|FOR IMMEDIATE RELEASE||2009-10-01|
Kevin Koenig 415-726-4607, firstname.lastname@example.org
Atossa Soltani 202-256-9795, email@example.com
Indigenous Blockades Escalate After Police Violently Attack Protest in the Ecuadorian Amazon
One Confirmed Dead and Dozens Injured in Unprovoked Attack on Demonstrations About Proposed New "Water and Land Rights Laws"Macas, Ecuador (October 1, 2009) – At 4:30 pm Wednesday, the Ecuadorian Police staged a violent raid on indigenous protesters blockading the bridge linking Upano between the provinces of Morona Santiago and Pastaza. According to local communities, law enforcement backed by a helicopter, opened fire on demonstrators armed only with ceremonial spears. The attack has left at least one confirmed dead, a teacher and member of the Shuar nation, and some 49 civilians and police injured.
Tito Puenchir, President of the Confederation of Indigenous Nationalities of the Ecuadorian Amazon (CONFENIAE) said in a statement on Wednesday: "Today, President Correa declared a civil war against nationalities from the Ecuadorian Amazon. Therefore we demand that the OAS and the UN urgently intervene before the Government of Ecuador, to monitor and observe the blatant violations of the rights of indigenous peoples, that is our rights in accordance with all treaties and conventions signed by our country as ILO Convention 169 and the United Nations Declaration on the Rights of Indigenous Peoples."
CONFENIAE is the Amazonian arm of the Confederation of Indigenous Nationalities of Ecuador (CONAIE), which is made up of three regional groupings including CONFENAIE, the Amazon indigenous federation. Initially, CONAIE's called for national marches was part of a nation-wide protest against a new water law. Several thousand indigenous people had begun protests midnight on Sunday opposing the proposed water law.
Privatization of water sources, prioritization of water access for industry loose regulations for water contamination, and lack of community participation in water management where the foremost concerns of neglect in the water law. The groups are also calling for the repeal of the country's mining law, and for an end to oil and mining activities in the region. Ecuador's powerful teacher's union, (UNE), also joined the strike to protest education 'reforms' proposed by the government.
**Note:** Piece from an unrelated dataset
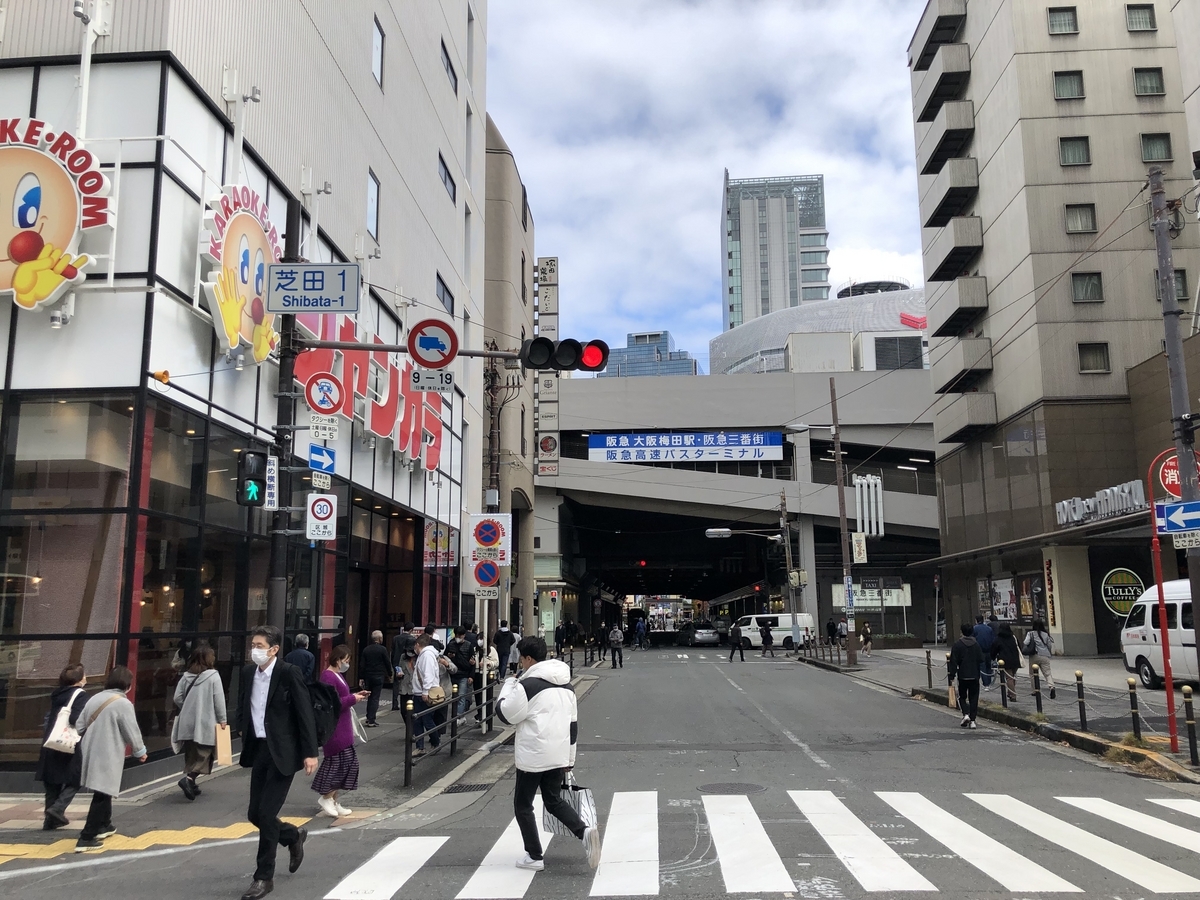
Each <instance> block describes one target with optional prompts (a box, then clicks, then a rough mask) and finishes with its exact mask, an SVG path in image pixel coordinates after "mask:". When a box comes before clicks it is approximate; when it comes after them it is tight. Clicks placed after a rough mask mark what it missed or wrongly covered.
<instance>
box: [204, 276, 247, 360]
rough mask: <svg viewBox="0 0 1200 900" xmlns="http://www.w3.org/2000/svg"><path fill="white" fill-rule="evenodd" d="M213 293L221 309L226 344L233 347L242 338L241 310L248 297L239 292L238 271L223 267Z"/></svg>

The Correa Government earlier this week postponed all debate on the water law pending the anticipated protests. Faced with continued protests, the order was given for police to "use force in order to clear the entrance and exit routes from the city" according to interior Minister Gustavo Jalkh.
CONAIE had called for a temporary halt to protests in many areas, yet CONFENIAE chose to continue its protests in the Amazon region due to the unaddressed and unique circumstances around the water law in the Amazonia region.
CONFENAIE is demanding that Correa travel to the region and meet directly with local leaders and communities' representatives. Correa has rejected the invitation, offering to engage in dialogue at the Presidential Palace in Quito, the nation's capital.
Mitch Anderson of Amazon Watch who is currently in Ecuador said: "One year after Ecuador recognized the rights of nature in its new constitution, one of the most celebrated environmental safeguards in history, President Correa is returning to business as usual."
Kevin Koenig, Amazon Watch's Ecuador-based coordinator observed: "Correa's 'revolución cuidadana', or peoples' revolution campaign, recognizes citizens' rights to protest and resist, which is exactly what indigenous communities were doing. Sending 500 police to violently disperse demonstrators was not only a blatant violation of human rights but also goes against the spirit and the letter of the constitution Correa fought so hard for."
Given the potential for the escalation of conflict, Amazon Watch issued a statement appealing "to Ecuadorian President Correa and government security forces to show complete restraint in the use of force against its own civilian population who may be exercising their democratic rights to peaceful protest and dissent."
Amazon Watch called for tolerance and peaceful dialogue instead of use of force to end the current conflict as well as a full independent investigation into yesterday's violent incident.